У Апулея Луций видит превращение волшебницы Памфилы: «Прежде всего Памфила сбрасывает с себя все одежды и, открыв какую-то шкатулку, вынимает оттуда множество ящиков, снимает крышку с одного из них и, набрав из него мази, сначала долго растирает ее между ладонями, потом смазывает себе все тело от кончиков ногтей до макушки, долгое время шепчется со своей лампой и начинает сильно дрожать всеми членами. И пока они слегка содрогаются, их покрывает нежный пушок, вырастают и крепкие перья, нос загибается и твердеет, появляются кривые когти. Памфила обращается в сову. Испустив жалобный крик, вот она уже пробует свои силы, слегка подпрыгивая над землей, а вскоре, поднявшись вверх, распустив оба крыла, улетает».
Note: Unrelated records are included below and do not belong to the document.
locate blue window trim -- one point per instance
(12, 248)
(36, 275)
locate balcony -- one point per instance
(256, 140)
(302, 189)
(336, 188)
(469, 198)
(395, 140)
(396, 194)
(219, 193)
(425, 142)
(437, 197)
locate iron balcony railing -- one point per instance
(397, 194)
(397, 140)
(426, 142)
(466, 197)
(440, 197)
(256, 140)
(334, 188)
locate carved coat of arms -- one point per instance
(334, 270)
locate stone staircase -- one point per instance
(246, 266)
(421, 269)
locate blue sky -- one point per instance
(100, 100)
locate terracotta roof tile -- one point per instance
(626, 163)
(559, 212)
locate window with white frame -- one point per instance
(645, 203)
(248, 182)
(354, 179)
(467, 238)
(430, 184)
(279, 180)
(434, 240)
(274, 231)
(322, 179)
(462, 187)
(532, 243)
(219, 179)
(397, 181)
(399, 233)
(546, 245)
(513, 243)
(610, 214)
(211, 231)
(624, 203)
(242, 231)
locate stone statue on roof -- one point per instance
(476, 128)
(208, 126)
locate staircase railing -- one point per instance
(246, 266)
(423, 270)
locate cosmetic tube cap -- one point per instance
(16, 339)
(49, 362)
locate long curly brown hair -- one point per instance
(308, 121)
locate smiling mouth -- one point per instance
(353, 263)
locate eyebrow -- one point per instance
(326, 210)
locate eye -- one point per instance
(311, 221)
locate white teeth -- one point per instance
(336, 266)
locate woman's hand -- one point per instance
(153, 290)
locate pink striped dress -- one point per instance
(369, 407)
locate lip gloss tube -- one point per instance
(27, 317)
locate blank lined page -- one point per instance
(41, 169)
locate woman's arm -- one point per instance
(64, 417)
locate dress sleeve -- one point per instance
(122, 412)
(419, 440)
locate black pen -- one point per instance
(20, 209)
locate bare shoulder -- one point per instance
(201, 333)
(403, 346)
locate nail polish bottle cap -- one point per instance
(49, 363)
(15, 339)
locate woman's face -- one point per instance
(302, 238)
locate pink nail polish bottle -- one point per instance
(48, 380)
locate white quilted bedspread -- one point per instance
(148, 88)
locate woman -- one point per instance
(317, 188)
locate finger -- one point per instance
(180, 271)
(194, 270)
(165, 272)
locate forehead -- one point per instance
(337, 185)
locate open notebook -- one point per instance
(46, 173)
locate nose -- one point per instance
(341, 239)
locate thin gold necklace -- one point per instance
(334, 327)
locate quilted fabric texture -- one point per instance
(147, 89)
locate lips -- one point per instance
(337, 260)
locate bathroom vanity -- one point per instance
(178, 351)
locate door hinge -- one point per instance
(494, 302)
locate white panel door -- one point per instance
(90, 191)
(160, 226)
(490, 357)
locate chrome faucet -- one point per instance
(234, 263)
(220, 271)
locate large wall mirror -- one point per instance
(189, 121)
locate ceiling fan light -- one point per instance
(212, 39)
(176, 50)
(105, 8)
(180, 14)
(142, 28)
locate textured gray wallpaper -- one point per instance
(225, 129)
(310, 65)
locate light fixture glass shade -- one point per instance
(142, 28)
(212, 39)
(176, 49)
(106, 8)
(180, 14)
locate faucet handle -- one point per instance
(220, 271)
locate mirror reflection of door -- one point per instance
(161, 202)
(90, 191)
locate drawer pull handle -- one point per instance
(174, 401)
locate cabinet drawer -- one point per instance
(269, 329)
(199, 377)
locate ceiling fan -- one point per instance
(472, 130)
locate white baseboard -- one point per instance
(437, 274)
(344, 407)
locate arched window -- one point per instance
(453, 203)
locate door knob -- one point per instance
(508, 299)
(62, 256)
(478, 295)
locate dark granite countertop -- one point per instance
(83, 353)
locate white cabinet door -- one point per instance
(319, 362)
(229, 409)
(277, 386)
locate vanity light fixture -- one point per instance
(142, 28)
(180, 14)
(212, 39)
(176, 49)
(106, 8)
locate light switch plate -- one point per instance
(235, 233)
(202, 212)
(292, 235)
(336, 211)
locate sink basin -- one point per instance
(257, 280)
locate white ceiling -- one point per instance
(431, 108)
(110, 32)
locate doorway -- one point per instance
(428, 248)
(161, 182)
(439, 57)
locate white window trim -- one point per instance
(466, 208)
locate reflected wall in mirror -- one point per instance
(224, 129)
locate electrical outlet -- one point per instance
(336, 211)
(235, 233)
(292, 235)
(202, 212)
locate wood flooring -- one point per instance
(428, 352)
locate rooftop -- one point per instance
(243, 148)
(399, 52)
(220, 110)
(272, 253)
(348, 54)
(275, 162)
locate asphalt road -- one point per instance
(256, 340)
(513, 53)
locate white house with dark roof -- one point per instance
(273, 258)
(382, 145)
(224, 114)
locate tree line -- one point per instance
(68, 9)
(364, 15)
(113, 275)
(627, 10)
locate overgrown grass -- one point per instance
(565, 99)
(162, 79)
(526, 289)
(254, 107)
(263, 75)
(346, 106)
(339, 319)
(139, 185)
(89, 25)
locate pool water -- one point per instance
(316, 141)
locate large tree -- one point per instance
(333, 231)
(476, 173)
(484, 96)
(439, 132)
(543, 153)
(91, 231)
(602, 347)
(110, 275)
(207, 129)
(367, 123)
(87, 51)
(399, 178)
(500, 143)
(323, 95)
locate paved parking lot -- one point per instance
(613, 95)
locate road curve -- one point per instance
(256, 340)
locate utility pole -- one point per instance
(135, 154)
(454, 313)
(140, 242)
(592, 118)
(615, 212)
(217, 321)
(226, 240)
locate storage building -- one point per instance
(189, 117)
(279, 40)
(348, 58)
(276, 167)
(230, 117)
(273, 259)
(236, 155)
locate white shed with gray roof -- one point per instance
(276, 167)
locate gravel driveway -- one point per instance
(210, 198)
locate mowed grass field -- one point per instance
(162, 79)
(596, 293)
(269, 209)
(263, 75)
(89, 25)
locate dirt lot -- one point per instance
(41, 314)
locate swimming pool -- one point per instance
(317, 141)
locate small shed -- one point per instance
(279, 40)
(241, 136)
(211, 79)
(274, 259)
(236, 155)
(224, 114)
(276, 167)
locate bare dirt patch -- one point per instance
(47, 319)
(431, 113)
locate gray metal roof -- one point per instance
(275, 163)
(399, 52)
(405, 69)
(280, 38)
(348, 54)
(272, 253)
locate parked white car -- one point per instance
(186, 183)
Точно таким же образом Маргарита натирается кремом Азазелло, но превращается не в ворона или сову, а в ведьму, тоже обретая способность летать. Сам Азазелло в приемной профессора Кузьмина обращается сначала в воробья, а затем в женщину в косынке сестры милосердия, но с мужским ртом, причем рот этот «кривой, до ушей, с одним клыком». Здесь порядок превращения обратный, чем у Лукиана, и сниженный: вместо ворона — воробушек Интересно, что эпизод с наказанием профессора Кузьмина Булгаков продиктовал в январе 1940 года после посещения профессора В.И.Кузьмина, безуспешно лечившего автора от нефросклероза и не скрывавшего от писателя, что жить тому осталось недолго.
Еще один эпизод из «Метаморфоз» отразился в сцене убийства барона Майгеля. У Булгакова «барон стал падать навзничь, алая кровь брызнула у него из груди и залила крахмальную рубашку и жилет. Коровьев подставил чашу (в которую превратилась отрезанная голова Берлиоза. — Б.С.) под бьющуюся струю и передал наполнившуюся чашу Воланду». У Апулея точно таким же образом происходит мнимое убийство одного из персонажей, Сократа: «И, повернув направо Сократову голову, она (Мероя, убийца. — Б.С.) в левую сторону шеи ему до рукоятки погрузила меч и излившуюся кровь старательно приняла в поднесенный к ране маленький мех, так, чтобы нигде ни одной капли не было видно» (впоследствии Сократ благополучно оживает). Заметим, что в обоих случаях кровь убитых собирается не только для сокрытия следов преступления, но и для приготовления магических снадобий. Можно вспомнить также, как Бегемот откручивает голову конферансье Жоржу Бенгальскому («дико взвыв, в два поворота сорвал… голову с полной шеи»), причем, когда он возвращает голову на место, следы крови чудесным образом исчезают.